Le protocole ICE

La RFC 5245 d’avril 2010 décrit le protocole ICE, qui :
- s’appuie sur les protocoles STUN et TURN
- peut être mis en œuvre dans le cadre d’une signalisation SIP.

Il s’agit ici de décrire comment chacun des postes destinés à communiquer entre eux :
- découvre, chacun en ce qui le concerne, les adresses IP et les ports utilisables pour leur envoyer les flux constituant cette communication,
- en informe l’autre poste,
- et comment s’effectuent les choix finaux, en cas de possibilités a priori multiples.

On est ici dans le contexte d’une invitation à communiquer envoyée par le poste A au poste B, invitation transportée dans le cas présent par le protocole SIP.

Remarque : dans la suite de ce billet, sauf précision – par exemple “adresse IP” -, le terme “adresse” recouvre ici non seulement l’adresse IP, mais aussi le port de communication.

Première étape : le rassemblement des adresses candidates.

C’est le poste à l’initiative de l’invitation à communiquer qui procède le premier à ce rassemblement :
- pour chacune de ses interfaces (connexion filaire à son réseau local, Wi-Fi, VPN, etc.), ce poste recense ses adresses IP locales,
- pour chacune de ces adresses IP locales, il choisit 2 ports (un pour le protocole RTP et un autre pour le protocole RTCP) pour chacun des flux de communication constituant la communication à venir : par exemple, deux flux s’il s’agit de communiquer à la fois en audio et en vidéo;
- ces différents couples adresse IP / port de communication constituent autant ” d’adresses candidates “;
- en utilisant les services d’un serveur STUN – et éventuellement aussi TURN -, le poste A associe à chacune de ces adresses candidates une adresse réflexive, et éventuellement une adresse relayée (voir le billet).
Puis le poste A attribue des “priorités” à ces adresses candidates, selon plusieurs critères, notamment :
- l’interface de l’adresse candidate,
- le fait que cette adresse soit relayée ou non.

L’ensemble est alors encodé selon le protocole SDP, et transmis au poste B, transporté par l’invitation SIP dans le cas présent.

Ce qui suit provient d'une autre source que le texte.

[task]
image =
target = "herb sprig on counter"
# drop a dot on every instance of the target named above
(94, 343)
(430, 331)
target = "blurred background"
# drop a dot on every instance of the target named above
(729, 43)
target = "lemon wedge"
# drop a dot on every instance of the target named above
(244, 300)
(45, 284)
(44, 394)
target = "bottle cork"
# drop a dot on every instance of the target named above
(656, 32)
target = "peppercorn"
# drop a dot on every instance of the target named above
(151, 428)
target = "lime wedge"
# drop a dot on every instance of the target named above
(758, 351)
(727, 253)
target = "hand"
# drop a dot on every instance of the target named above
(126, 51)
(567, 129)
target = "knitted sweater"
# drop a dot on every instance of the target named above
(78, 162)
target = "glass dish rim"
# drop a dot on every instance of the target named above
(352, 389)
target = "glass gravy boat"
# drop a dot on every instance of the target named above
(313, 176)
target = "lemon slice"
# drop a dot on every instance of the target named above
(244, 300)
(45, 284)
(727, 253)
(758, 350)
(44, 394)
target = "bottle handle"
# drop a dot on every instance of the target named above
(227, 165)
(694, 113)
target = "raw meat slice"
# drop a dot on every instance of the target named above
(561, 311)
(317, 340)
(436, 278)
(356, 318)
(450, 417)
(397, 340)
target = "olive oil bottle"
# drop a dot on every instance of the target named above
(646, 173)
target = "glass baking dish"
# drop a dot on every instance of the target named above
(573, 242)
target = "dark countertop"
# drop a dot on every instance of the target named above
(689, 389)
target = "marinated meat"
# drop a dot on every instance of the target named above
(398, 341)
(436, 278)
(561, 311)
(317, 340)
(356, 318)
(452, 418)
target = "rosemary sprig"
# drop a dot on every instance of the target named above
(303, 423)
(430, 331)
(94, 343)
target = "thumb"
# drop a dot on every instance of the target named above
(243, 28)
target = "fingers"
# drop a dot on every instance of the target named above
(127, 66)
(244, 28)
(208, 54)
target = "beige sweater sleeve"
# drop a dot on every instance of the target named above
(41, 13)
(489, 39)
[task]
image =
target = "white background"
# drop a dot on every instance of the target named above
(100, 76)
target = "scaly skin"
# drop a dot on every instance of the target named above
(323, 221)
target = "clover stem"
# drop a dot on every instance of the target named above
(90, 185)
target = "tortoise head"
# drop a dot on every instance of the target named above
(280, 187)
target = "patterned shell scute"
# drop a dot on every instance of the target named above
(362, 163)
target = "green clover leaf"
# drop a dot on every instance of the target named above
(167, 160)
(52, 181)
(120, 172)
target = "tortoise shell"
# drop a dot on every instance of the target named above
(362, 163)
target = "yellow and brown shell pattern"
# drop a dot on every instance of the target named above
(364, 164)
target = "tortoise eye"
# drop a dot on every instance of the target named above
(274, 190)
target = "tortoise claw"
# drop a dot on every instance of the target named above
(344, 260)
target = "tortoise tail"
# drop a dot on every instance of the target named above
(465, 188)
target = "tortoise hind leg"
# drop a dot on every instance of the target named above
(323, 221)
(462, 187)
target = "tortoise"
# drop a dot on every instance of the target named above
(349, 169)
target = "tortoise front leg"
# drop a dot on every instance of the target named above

Lors de la réception de cette invitation, le poste B rassemble lui aussi ses adresses candidates, leur attribue ses priorités, encode le tout selon le protocole SDP, et retourne cette information au poste A. Ce retour est transporté par la réponse du poste B à l’invitation venant du poste A (protocole SIP).

Seconde étape : les tests de connectivité et le choix des connexions.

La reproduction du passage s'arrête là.